S/2018 J 2

Discovery
- Discovered by: Scott S. Sheppard
- Discovery site: Cerro Tololo Obs.
- Discovery date: 12 May 2018

Orbital characteristics
- Epoch 9 August 2022 (JD 2459800.5)
- Observation arc: 19.48 yr (7,115 d) 2022-09-18 (last obs)
- Earliest precovery date: 27 March 2003
- Semi-major axis: 0.0766555 AU (11,467,500 km)
- Eccentricity: 0.1184102
- Orbital period (sidereal): +250.88 days
- Mean anomaly: 99.239°
- Mean motion: 1° 26^{m} 5.896^{s} / day
- Inclination: 29.40421° (to ecliptic)
- Longitude of ascending node: 66.06734°
- Argument of perihelion: 342.09685°
- Satellite of: Jupiter
- Group: Himalia group

Physical characteristics
- Mean diameter: ≈3 km
- Albedo: 0.04 (assumed)
- Apparent magnitude: 23.3
- Absolute magnitude (H): 16.47 (24 obs)

= S/2018 J 2 =

Outer moon of Jupiter

S/2018 J 2 is a small outer natural satellite of Jupiter discovered by Scott S. Sheppard on 12 May 2018, using the 4.0-meter Víctor M. Blanco Telescope at Cerro Tololo Observatory, Chile. It was announced by the Minor Planet Center four years later on 20 December 2022, after observations were collected over a long enough time span to confirm the satellite's orbit. The satellite has been found in precovery observations as early as 27 March 2003.

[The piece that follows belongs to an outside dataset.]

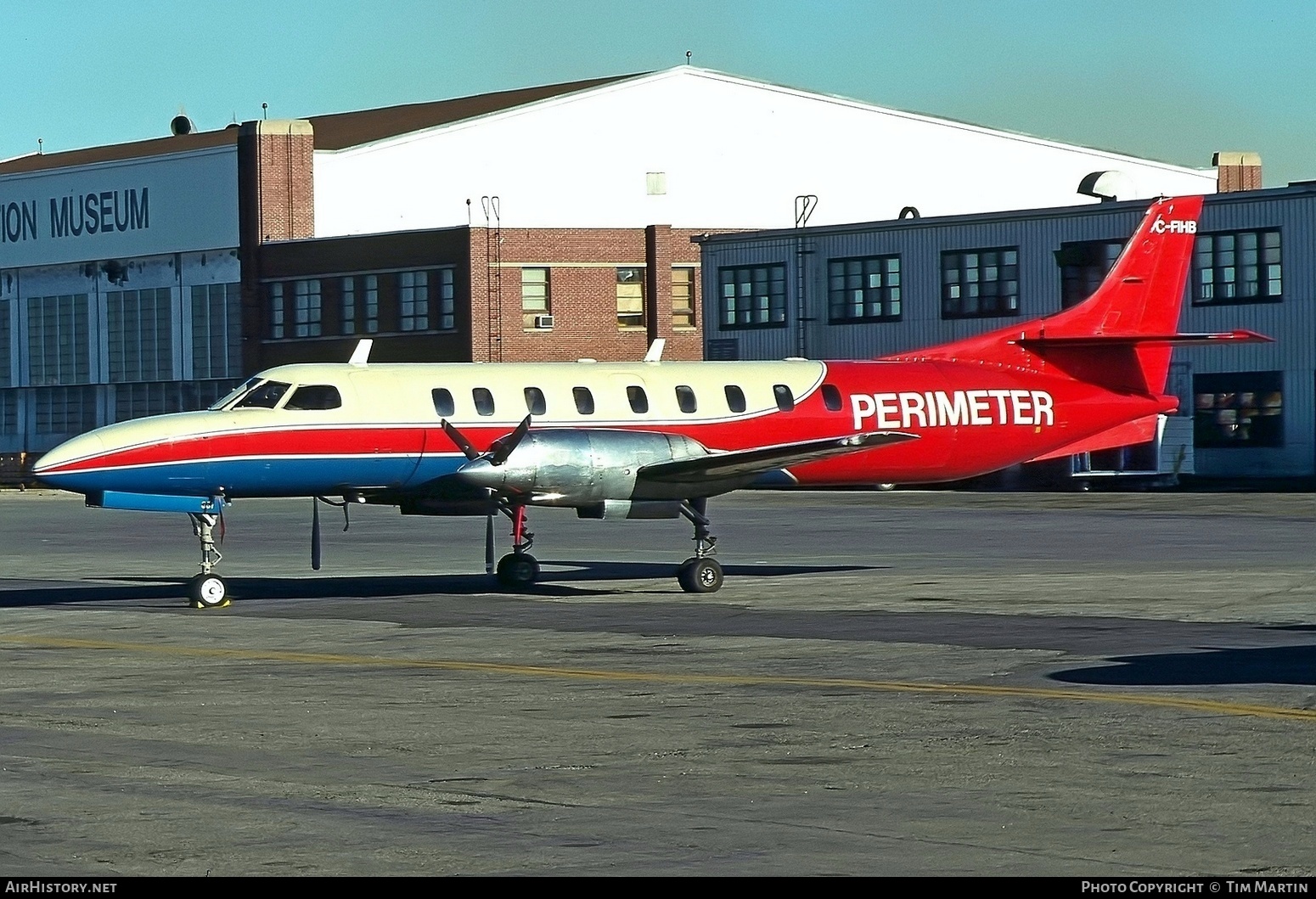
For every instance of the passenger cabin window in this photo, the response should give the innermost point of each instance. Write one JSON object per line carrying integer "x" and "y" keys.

S/2018 J 2 is part of the Himalia group, a tight cluster of prograde irregular moons of Jupiter that follow similar orbits to Himalia at semi-major axes between 11–12 e6km and inclinations between 26–31°. With an estimated diameter of 3 km for an absolute magnitude of 16.5, it is among the smallest known members of the Himalia group.